History

England
- Name: HMS Milford
- Ordered: 28 June 1689
- Builder: Royal Dockyard, Woolwich
- Launched: 18 March 1690
- Commissioned: 10 March 1690
- Captured: 1 December 1693
- Fate: Captured by French

General characteristics
- Type: 32-gun fifth rate
- Tons burthen: 35562/94 bm
- Length: 105 ft 2 in (32.1 m) gundeck; 88 ft 5 in (26.9 m) keel for tonnage;
- Beam: 27 ft 6 in (8.4 m)
- Depth of hold: 10 ft 0 in (3.0 m)
- Sail plan: ship-rigged
- Armament: as Built; 4 × 4 demi-culverines on wooden trucks (LD); 20 × sakers on wooden trucks (UD); 4 × 4 minions on wooden trucks (QD);

= HMS Milford (1690) =

HMS Milford was a fifth-rate built under the 1689 programme at the Deptford Dockyard. Her guns were listed under old terms for guns as demi-culverines, sakers and minions. After being commissioned, she spent her short career in Newfoundland and Home Waters. She was taken by the French in 1693.
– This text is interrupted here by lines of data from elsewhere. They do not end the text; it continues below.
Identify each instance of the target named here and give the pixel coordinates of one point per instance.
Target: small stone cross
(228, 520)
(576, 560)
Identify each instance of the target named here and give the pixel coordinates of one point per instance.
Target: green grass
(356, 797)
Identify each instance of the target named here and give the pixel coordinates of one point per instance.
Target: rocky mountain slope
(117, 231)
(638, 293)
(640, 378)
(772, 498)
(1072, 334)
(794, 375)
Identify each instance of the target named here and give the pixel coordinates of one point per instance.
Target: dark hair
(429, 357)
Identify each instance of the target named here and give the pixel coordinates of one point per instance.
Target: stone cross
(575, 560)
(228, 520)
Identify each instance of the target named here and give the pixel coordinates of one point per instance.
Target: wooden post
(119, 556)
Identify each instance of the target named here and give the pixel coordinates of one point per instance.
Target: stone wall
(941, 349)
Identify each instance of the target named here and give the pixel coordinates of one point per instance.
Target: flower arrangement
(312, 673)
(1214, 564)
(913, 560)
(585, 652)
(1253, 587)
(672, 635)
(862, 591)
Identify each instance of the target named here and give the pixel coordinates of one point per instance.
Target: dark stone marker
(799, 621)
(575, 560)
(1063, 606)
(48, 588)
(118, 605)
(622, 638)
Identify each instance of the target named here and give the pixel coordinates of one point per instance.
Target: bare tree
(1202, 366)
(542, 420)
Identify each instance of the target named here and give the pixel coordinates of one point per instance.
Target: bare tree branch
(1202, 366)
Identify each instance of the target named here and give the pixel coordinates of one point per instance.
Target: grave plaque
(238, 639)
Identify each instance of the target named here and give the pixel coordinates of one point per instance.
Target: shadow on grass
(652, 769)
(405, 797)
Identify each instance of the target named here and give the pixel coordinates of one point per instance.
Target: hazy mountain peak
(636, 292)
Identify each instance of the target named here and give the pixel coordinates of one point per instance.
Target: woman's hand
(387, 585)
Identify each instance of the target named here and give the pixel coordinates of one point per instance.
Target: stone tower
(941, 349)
Milford was the second vessel to carry the name Milford. The name was first used for a 22-gun ship launched by Robert Page of Wivenhoe in 1654. Originally named St. Fagans, it was renamed Milford in 1660 and burnt by accident at Leghorn on 7 July 1673.

==Construction==
She was ordered on 28 June 1689 from Woolwich Dockyard, to be built under the guidance of Master Shipwright Joseph Lawrence. She was launched on 18 March 1690.

==Commissioned service==
She was commissioned on 10 March 1690 under the command of Captain Charles Hawkins, RN for service on the Newfoundland fisheries. In 1692, she came under command of Captain Rodger Vaughan for service in the North Sea.

==Loss==
HMS Milford was taken by a squadron of four French ships off Oxfordness, losing 16 members of her crew, who were killed on 1 December 1693. She served in the French Navy as Le Milford or Le Milfort until 1702.